4 Lessons From the Making of a Toy Commercial
Four serious lessons from a not-so-serious commercial.
A plastic car is decorated as a shark, but not for long. It's hurdling toward another plastic car, this one with a clown's skull bobbling on top. In a moment, they will collide, shedding their identities. Each revert to a blank canvas, reborn as sheer possibility.
Can this moment shed some light on the nature of life itself?
After much meditation, it turns out the answer is "no." But crashing toy cars can teach you a few lessons that very relevant to production, or really any creative endeavor. Here are four important lessons you can take away from our experience making a toy commercial about wrecking toy cars.
Lesson 1: Sometimes the Story Calls for Simplicity
The idea for this spot is extremely simple: take two toy cars and smash them into each other, over and over again. There are practical reasons to keep things simple, like having a tight deadline. But sometimes, the simplest idea is the best idea for the creative brief.
Here's the description of the Wreck Royale toy, from their website.
"Wreck Royale cars are new crashing, exploding vehicles with mix 'n match parts that kids will totally flip for! When Wreck Royale cars crash, their spring-loaded bumpers make them flip and their attached parts explode in all different directions."
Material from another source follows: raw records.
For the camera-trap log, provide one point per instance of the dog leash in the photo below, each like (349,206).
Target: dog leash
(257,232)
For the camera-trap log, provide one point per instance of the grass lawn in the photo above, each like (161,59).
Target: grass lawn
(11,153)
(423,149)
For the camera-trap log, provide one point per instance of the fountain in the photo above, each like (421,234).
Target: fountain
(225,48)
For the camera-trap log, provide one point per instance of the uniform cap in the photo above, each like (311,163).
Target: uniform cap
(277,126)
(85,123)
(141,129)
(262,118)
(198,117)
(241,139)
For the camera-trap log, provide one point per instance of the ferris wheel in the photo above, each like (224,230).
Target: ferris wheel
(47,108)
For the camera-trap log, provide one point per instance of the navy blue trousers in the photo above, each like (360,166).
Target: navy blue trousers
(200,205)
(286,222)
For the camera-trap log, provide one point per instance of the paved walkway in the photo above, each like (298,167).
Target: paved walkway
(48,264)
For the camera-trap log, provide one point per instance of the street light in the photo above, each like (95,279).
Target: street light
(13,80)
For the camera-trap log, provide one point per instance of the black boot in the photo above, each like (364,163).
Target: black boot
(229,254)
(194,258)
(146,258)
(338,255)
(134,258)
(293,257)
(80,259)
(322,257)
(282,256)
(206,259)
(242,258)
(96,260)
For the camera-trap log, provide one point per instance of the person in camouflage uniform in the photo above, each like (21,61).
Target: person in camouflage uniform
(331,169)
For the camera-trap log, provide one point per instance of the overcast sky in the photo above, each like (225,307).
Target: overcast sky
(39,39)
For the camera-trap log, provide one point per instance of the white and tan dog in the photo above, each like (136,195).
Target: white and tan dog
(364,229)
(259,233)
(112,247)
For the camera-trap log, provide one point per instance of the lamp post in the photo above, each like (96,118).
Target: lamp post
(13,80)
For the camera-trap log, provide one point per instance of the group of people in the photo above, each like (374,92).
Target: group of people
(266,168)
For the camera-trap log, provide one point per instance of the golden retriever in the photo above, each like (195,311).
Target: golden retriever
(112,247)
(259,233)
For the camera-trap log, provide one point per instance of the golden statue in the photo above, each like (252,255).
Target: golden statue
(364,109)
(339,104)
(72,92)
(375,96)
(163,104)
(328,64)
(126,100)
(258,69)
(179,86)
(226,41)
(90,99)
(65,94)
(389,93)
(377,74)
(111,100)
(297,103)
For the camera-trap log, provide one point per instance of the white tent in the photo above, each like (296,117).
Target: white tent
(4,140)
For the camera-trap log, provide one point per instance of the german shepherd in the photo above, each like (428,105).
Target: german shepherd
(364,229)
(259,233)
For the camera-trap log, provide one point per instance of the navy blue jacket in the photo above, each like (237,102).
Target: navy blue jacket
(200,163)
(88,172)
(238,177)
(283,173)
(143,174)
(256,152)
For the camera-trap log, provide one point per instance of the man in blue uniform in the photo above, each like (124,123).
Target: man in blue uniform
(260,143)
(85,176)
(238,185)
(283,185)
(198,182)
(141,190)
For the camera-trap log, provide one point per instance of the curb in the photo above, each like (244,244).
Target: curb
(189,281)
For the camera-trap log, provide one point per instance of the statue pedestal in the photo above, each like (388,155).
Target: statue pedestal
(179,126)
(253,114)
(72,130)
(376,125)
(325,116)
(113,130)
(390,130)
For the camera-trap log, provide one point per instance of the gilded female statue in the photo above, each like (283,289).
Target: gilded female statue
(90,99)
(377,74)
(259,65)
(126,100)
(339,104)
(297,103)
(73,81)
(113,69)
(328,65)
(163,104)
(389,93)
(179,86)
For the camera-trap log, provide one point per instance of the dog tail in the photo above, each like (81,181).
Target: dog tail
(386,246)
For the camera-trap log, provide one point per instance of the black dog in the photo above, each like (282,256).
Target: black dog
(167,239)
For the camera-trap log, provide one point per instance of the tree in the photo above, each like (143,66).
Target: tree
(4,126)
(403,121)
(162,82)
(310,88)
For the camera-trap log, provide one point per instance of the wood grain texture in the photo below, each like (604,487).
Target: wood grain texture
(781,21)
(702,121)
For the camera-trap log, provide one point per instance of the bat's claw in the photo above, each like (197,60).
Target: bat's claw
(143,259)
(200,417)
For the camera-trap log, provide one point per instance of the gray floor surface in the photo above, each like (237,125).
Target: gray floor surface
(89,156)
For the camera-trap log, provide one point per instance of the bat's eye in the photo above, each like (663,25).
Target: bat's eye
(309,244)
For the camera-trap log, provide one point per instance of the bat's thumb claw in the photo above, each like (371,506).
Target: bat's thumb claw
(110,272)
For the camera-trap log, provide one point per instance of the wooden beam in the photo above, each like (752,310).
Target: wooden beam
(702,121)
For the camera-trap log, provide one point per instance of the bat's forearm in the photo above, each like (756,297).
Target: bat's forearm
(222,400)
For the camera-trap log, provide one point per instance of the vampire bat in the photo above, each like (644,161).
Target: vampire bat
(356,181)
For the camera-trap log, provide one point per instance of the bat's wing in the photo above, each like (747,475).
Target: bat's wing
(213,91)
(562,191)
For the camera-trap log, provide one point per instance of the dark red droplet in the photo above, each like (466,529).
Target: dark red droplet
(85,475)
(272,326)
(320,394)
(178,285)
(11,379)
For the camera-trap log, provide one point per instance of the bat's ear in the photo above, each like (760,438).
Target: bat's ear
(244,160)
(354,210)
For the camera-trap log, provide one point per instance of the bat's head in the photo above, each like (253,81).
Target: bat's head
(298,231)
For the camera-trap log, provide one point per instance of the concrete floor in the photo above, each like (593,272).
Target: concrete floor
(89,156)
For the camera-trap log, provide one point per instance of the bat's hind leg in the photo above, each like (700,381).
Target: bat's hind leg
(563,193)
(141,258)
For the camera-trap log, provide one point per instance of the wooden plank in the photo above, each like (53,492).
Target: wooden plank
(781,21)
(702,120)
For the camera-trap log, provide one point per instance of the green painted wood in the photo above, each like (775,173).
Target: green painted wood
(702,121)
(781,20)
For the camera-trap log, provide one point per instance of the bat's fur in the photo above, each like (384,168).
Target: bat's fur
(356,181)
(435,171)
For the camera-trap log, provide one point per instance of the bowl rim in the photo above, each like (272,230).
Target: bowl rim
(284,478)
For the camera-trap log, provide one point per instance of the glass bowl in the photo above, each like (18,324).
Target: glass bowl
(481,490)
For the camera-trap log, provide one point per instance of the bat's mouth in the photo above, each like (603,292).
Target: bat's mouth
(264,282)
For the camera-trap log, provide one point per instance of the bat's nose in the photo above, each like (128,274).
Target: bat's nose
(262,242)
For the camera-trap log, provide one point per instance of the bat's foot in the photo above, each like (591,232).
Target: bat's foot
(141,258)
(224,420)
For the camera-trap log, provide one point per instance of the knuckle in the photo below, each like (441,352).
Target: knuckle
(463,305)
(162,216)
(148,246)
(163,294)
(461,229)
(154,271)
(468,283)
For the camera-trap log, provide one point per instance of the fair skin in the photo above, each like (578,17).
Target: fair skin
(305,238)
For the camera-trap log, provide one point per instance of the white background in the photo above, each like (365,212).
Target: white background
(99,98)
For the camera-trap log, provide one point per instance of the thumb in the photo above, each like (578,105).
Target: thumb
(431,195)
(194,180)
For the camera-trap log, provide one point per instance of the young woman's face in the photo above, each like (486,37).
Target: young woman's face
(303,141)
Wreck Royale promises that if you crash them into each other, they will "explode" in exciting ways. It's a premise that works so well visually, so naturally we wanted to pack in as many crashes as possible. With only :30 seconds, why waste any time on something that would be less visually engaging than a car with bullhorns exploding in slow motion?
Lesson 2: Simplicity Can Demand Complexity
If you've ever watched Top Chef, you are familiar with the risk a contestant takes when they present the judges with an entree comprising of four ingredients. Their skills as a chef are exposed, as those four ingredients must be prepared impeccably in order to impress Tom Colicchio. While their dish is simple in description, a tremendous number of techniques must be employed to make sure they survive another week on the competition.
The lesson: Sometimes simple ideas call for complex execution. That was the case with the Wreck Royale spot. Just as the Wreck Royale toys feature mix and match parts that explode off the toys, we had to mix and match several different production techniques to capture the car crash carnage.
- Live Action: Most of the spot was shot in 5K at 24 fps on a RED camera. The product worked amazingly well, so it looked cinematic as the pieces flew everywhere. All of this was captured practically, in camera.
- Slow Motion: The Wreck Royale team loves slow motion (who doesn’t?), so we shot the crashes at 2K, 240fps on the RED. That frame rate allows us to play back the footage up to ten times slower, giving us that slo-mo car crash goodness.
- Stop Motion: The vehicle assembly was captured through stop motion to give it a rapid feel, and to save more time in the spot for the crashes.
- CGI: The robot arms were all added in post, and the cars were actually lifted by green wire practically on set. The spins were done on a turntable, and then roto’d into the scene.
Lesson 3: Time is Finite, So Make The Most of It
We traveled from Atlanta and had a single day in Los Angeles to shoot two spots for Cartoon Network. This meant we only had a half day to shoot the Wreeecks commercial. When time is that limited, you need to have a detailed plan to make sure you hit the ground running.
Before the shoot, our artists created storyboards that sketch out each shot in the entire commercial. From those storyboards, we can make a detailed shot list for every scene. The shot list includes details like camera angle, lens type, and frame rate. By making these choices ahead of time, we are able to plan out a shooting schedule that maximizes efficiency.
When it comes to any type of production, the best plan is to have a detailed plan.
Lesson 4: Know Your Strengths, and Rely on the Strengths of Others
Our experience with the RED camera system, shooting toy commercials, and inserting animation and graphics into a live action spot gave us the confidence to know what frame rates to use, how to best light the scene, and how many takes we needed to make sure the cars were crashing just right. We are experts when it comes to production.
However, we are not the experts when it comes to Wreck Royale. One challenge was that we wanted to show off as many combinations as possible in the spot, as that is a key factor to Wreck Royale's story. We made sure to get as familiar with the product as possible in the two weeks between being awarded the job and the half-day shoot, but there's no way we could know as much as the brand specialists who were on set with us that day. They are living and breathing their product every single day, making them an invaluable asset to have on set.
We relied heavily on their knowledge to make sure the spot fully illustrated the playful combinations. Not only did it allow us to focus on what we do best, but it made the spot better and more authentic to their brand.